As compras online se tornaram uma prática cada vez mais comum no Brasil, impulsionadas pela pandemia e pela crescente oferta de produtos e serviços pela internet. No entanto, essa comodidade também abre portas para uma prática criminosa que vem crescendo de forma preocupante: a fraude online.
À medida que os meios de pagamentos ganham novas soluções tecnológicas, os fraudadores têm se aproveitado para ganhar espaço. O país registrou cerca de 800 mil tentativas de fraude no primeiro trimestre de 2024, uma redução de 23,3% comparado ao mesmo período do ano passado. Em valores, as tentativas de golpe no trimestre representam R$ 766,3 milhões. O estudo, realizado pela ClearSale, empresa de inteligência de dados e prevenção a riscos, analisou 63,7 milhões de pedidos, entre 1° de janeiro a 31 de março, e aponta que o valor do ticket médio das tentativas foi de R$ 948,64, aumento de 0,3% frente a 2023.
“Embora o número de tentativas de fraude tenha diminuído em comparação com o ano anterior, o ticket médio aumentou”, pontua Eduardo Mônaco, CEO da ClearSale. “Isso indica não apenas que golpistas estão focando em produtos com valor agregado alto, e com facilidade em revender nos mercados ilegais, mas acende um alerta para as empresas que precisam continuar vigilantes e adotar medidas de segurança mais robustas”.
Para o levantamento, a consultoria considerou apenas pagamentos via cartão de crédito no setor de e-commerce. São consideradas tentativas de fraude todas as transações que foram classificadas como suspeitas ou confirmadas.
Por dentro das tentativas de fraude online
O estudo indica que os meses de janeiro, fevereiro e março se destacaram como os períodos com maior concentração de tentativas de fraude. No mês de janeiro, foram registradas 284,6 mil ocorrências, com um ticket médio de R$ 954,82. Já em março, o número de tentativas foi de 270,2 mil, com ticket médio de R$ 957,70. Fevereiro teve 252,9 mil tentativas e ticket médio de R$ 932,01.

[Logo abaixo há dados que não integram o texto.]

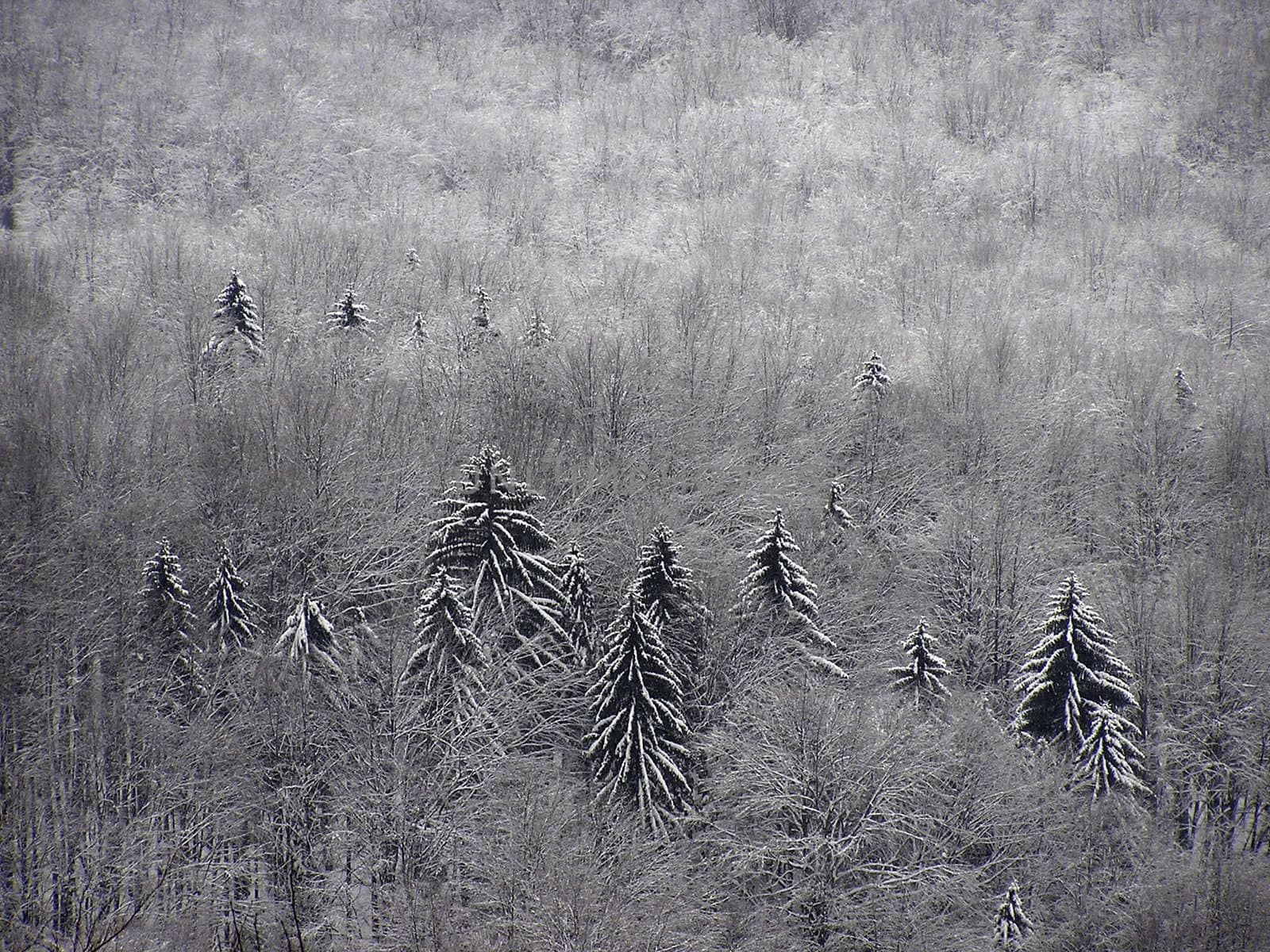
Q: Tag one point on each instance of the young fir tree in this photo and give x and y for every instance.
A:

Um dado curioso é a preferência dos fraudadores por quartas-feiras para realizar seus ataques. Durante o trimestre, as quartas-feiras registraram o maior número de pedidos e tentativas de fraude, com o pico de atividade se concentrando entre 0h e 5h da manhã. Essa preferência por horários com menor movimento e menor atenção dos consumidores facilita a ação dos criminosos.
Regiões e categorias mais visadas
O estudo também revela que a região Nordeste lidera o ranking de regiões com maior índice de golpes (1,4% das transações), com um ticket médio de tentativas de fraude de R$ 1.021,82. Em seguida, as regiões Centro-Oeste, Sudeste e Norte empataram (1,3%), apresentando tickets médios de R$ 1.023,52, R$ 934,60 e R$ 924,89, respectivamente. A região Sul registrou a menor taxa de tentativas de fraude (0,8%), com ticket médio de R$ 984,91.
Em relação às categorias de produtos, os games (10,7%), com ticket médio de R$ 806, lideram o ranking dos mais visados por fraudadores. Em seguida, aparecem os eletrônicos, que englobam TVs, monitores, geladeiras e freezers (4,8%), com ticket médio de R$ 2.597, e celulares (3,7%), com ticket médio de R$ 2.756. Os produtos de beleza (2,2%) também se destacam, com ticket médio de R$ 412.
Perfil dos alvos e modos operandi
O estudo revela que o público masculino, com 1,7% das transações, é mais visado por fraudadores do que o feminino, com 1,0% das transações. Em relação à faixa etária, pessoas com até 25 anos foram as que mais sofreram tentativas de fraude (1,9%), seguidas pelo grupo de pessoas acima de 51 anos (1,6%) e entre 26 e 35 anos (1,2%).